IIRC, the pre-ANSI C mallloc returned char *. That required an
explicit cast any time its return value was not assigned to a char *.
So, it is very likely that Kernighan was doing it out of habit.

But there is another reason, mentioned in the preface:

We used Bjarne Stroustrup's C++ translator extensively for local
^^^^^^^^^^^^^^^^^^^^^^^^^^^^^^^^^^^^^^^^^^^^^^^^^^^^^^^^^^^^^^^^
testing of our programs, and Dave Kristol provided us with an ANSI
^^^^^^^^^^^^^^^^^^^^^^^
C compiler for final testing.

Since C++ requires the cast, the authors had no chance but to use it.

Dan

 

[Bob Doherty]

I am continually amazed at people who think Stroustrop (I assume this
is whom you meant) magically gets the last word in this argument. He
clearly has an interest in promoting C++, and that very likely
includes persuading C programmers to switch. What makes you think
he's an impartial observer?
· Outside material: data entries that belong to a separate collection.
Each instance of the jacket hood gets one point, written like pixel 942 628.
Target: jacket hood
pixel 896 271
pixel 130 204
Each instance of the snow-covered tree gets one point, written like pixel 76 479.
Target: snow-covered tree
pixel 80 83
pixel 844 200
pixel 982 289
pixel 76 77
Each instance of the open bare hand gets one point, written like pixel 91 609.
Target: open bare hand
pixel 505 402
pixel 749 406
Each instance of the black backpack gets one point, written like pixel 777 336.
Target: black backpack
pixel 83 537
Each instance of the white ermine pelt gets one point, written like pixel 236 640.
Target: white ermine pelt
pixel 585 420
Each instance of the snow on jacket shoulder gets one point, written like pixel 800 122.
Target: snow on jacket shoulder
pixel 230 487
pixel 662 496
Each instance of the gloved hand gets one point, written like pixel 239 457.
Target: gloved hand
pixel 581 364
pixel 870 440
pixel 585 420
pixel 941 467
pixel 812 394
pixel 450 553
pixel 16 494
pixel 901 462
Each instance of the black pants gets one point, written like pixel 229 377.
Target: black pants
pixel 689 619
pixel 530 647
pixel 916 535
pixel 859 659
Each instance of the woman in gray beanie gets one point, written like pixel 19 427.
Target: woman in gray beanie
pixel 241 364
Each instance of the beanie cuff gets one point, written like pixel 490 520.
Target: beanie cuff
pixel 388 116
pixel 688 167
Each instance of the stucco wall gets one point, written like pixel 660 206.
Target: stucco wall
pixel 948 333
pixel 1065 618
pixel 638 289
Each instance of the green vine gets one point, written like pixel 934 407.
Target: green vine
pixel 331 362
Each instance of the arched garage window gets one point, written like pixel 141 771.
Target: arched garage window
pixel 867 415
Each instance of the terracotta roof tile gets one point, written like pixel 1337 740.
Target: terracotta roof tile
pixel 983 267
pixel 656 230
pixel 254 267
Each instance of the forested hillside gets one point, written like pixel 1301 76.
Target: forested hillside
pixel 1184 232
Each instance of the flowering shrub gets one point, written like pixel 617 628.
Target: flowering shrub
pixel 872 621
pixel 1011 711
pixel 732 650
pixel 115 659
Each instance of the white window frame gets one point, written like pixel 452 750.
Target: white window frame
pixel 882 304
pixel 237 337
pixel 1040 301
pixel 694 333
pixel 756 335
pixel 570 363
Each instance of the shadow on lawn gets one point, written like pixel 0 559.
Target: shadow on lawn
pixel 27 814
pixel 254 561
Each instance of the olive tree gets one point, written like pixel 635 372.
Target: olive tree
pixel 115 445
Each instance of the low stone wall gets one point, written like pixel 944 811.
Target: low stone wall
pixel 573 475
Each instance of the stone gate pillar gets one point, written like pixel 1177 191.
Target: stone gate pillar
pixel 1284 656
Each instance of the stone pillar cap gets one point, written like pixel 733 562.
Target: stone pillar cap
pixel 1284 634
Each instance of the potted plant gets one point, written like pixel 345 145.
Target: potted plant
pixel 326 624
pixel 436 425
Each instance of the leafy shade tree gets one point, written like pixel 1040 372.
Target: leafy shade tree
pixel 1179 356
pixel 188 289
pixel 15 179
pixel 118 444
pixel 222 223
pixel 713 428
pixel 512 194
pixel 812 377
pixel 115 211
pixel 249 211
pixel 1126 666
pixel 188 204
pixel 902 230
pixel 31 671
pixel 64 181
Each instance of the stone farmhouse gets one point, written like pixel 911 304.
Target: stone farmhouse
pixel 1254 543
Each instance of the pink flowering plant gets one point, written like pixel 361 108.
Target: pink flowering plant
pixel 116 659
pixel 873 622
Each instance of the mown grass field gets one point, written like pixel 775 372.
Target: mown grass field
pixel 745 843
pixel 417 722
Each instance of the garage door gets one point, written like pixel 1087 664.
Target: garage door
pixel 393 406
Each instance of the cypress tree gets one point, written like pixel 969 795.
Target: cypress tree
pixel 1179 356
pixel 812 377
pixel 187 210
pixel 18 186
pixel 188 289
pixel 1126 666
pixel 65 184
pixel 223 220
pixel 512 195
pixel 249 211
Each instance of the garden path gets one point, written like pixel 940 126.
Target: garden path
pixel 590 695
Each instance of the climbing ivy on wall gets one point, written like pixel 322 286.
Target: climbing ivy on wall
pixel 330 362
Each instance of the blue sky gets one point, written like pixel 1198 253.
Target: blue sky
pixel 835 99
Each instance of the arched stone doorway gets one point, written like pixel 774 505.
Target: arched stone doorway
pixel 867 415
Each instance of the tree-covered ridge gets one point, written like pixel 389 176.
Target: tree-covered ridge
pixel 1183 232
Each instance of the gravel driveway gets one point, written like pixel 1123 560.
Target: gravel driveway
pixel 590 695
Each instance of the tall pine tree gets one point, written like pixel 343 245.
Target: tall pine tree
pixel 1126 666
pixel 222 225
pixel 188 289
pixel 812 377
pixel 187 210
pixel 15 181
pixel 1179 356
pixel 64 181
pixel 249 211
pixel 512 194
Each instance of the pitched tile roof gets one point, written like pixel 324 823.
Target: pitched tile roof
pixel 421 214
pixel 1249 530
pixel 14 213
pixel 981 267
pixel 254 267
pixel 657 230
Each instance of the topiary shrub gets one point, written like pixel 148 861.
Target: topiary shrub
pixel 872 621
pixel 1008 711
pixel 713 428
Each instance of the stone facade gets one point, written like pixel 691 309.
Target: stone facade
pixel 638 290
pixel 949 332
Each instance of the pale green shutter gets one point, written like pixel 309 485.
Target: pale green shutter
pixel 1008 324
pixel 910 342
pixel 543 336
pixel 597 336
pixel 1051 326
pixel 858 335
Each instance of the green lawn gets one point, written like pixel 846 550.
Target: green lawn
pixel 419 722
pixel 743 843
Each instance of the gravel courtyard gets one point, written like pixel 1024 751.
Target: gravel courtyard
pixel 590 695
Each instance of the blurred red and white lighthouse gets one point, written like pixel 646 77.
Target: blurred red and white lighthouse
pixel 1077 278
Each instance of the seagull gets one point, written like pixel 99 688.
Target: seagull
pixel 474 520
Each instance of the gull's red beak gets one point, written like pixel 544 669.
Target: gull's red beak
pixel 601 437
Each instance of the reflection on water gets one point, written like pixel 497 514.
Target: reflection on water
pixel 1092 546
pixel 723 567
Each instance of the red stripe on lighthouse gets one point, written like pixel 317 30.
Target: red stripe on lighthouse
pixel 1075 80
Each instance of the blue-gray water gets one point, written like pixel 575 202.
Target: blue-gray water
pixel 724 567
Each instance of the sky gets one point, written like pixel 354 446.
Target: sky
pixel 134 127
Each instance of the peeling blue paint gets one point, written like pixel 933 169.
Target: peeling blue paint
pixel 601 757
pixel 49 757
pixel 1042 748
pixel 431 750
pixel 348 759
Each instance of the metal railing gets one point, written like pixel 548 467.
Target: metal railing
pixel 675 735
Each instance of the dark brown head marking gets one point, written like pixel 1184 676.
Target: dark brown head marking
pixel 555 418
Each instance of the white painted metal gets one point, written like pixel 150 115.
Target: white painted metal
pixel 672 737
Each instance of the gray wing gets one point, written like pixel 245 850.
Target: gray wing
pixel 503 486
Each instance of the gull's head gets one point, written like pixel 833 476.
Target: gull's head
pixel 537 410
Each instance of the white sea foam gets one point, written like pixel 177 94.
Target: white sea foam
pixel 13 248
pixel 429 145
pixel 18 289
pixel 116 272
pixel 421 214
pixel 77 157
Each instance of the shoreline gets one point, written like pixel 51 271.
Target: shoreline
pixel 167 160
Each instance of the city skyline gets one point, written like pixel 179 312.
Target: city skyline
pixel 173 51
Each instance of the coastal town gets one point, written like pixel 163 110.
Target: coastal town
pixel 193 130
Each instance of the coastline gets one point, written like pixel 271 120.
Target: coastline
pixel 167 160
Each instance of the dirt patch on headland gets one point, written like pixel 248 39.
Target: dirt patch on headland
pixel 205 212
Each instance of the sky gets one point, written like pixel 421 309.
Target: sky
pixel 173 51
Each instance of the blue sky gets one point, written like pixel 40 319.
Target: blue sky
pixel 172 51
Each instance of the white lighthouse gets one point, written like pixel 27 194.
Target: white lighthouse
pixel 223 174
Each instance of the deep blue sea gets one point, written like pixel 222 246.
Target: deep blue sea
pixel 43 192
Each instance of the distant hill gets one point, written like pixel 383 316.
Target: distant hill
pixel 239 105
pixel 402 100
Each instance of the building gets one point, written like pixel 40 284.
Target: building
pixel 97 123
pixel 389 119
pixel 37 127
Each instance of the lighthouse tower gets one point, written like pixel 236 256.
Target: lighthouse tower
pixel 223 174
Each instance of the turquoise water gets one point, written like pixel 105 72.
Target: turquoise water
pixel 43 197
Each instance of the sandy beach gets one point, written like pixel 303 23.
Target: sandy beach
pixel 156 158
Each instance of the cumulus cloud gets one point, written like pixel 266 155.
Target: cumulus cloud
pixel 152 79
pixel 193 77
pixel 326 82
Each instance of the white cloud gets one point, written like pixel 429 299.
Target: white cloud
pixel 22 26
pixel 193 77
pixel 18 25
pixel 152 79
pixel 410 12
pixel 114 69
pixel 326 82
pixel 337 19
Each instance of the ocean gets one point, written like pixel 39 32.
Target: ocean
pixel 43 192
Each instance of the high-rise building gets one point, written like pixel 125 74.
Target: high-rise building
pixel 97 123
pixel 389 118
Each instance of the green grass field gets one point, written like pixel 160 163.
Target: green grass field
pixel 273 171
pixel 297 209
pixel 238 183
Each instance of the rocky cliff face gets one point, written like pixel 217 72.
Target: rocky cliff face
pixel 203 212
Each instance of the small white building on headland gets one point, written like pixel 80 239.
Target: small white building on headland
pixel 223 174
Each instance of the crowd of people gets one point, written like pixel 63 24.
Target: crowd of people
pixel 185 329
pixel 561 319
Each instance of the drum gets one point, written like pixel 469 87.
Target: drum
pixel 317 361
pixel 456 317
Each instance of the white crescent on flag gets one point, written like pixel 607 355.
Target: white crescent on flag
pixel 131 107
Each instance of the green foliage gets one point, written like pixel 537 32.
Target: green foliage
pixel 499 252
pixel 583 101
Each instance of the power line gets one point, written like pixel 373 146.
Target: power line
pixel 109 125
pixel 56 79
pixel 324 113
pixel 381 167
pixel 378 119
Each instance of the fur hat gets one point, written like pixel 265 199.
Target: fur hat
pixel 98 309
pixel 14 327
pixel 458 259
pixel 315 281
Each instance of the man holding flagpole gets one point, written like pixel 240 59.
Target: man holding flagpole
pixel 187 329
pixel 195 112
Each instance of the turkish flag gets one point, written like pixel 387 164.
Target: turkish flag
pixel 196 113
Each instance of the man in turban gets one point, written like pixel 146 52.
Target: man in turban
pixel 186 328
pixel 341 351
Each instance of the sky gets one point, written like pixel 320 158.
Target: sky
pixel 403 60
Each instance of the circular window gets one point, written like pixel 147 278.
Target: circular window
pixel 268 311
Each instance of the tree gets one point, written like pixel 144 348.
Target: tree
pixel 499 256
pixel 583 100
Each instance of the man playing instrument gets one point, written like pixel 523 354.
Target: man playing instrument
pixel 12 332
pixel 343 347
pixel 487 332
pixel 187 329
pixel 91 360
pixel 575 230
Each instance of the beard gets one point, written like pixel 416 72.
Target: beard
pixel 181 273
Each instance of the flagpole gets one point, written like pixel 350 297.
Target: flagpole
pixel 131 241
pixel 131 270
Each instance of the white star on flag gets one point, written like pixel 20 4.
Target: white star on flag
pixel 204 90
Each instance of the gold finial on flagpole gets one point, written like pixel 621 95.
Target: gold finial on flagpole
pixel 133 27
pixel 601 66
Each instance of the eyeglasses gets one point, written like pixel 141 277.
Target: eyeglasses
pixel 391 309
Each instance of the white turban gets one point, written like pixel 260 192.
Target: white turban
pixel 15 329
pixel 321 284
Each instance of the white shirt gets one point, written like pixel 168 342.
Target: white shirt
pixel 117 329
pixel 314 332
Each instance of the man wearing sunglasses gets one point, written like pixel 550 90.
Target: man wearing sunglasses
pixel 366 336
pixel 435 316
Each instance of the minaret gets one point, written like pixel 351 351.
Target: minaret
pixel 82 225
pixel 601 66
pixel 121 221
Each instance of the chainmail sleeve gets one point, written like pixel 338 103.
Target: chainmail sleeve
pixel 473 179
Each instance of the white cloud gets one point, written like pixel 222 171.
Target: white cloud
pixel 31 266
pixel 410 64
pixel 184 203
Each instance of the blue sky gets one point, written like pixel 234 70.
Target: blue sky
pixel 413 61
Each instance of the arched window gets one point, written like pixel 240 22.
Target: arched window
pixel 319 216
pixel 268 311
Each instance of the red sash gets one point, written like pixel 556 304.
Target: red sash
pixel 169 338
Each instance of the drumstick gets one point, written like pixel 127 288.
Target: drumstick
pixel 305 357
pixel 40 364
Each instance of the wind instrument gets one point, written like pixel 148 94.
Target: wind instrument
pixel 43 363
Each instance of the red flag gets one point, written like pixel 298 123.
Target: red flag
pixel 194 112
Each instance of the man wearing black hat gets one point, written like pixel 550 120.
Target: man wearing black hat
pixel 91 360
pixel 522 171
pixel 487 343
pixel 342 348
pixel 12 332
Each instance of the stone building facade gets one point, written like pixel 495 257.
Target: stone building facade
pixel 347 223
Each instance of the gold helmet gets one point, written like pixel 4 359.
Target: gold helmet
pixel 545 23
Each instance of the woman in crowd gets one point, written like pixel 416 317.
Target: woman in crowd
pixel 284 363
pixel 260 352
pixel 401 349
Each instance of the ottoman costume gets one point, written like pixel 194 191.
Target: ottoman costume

For that matter, what makes you think
he's right?

Stroustrop uses English carefully, and what he stated (in "The C++
Programming Language Third Edition") is subtly different, and compared
to Mark Bruno's statement above, defensible and correct. He actually
states "However, *good* C programs tend to be C++ programs. For
example, every program in Kernighan and Ritchie, The C Programming
Language, 2nd Edition, is a C++ program."(emphasis in the original).

In an appendix he gives an exhaustive treatment of when, and why, C
programs are not C++ programs, and when the two are semantically
different.

 

[Mark McIntyre]

I'm beginning to understand the communication problem here.
I've never espoused either of these posiitons, but that seems
to be what you've read.

I'm finding it hard to read your postings in another way. You're on
record as saying you think that the casts should be there. Charitably
that puts you in group 1.

Uh yes, I *do* consider intolerance a lack of respect.

What, you don't have any coworkers or friends who have some small
thing that annoys you? Bullshit, to coin a phrase.

And yet you can be intolerant. An interesting pair of positions
to reconcile.

When you can explain why, I'll be interested to read it.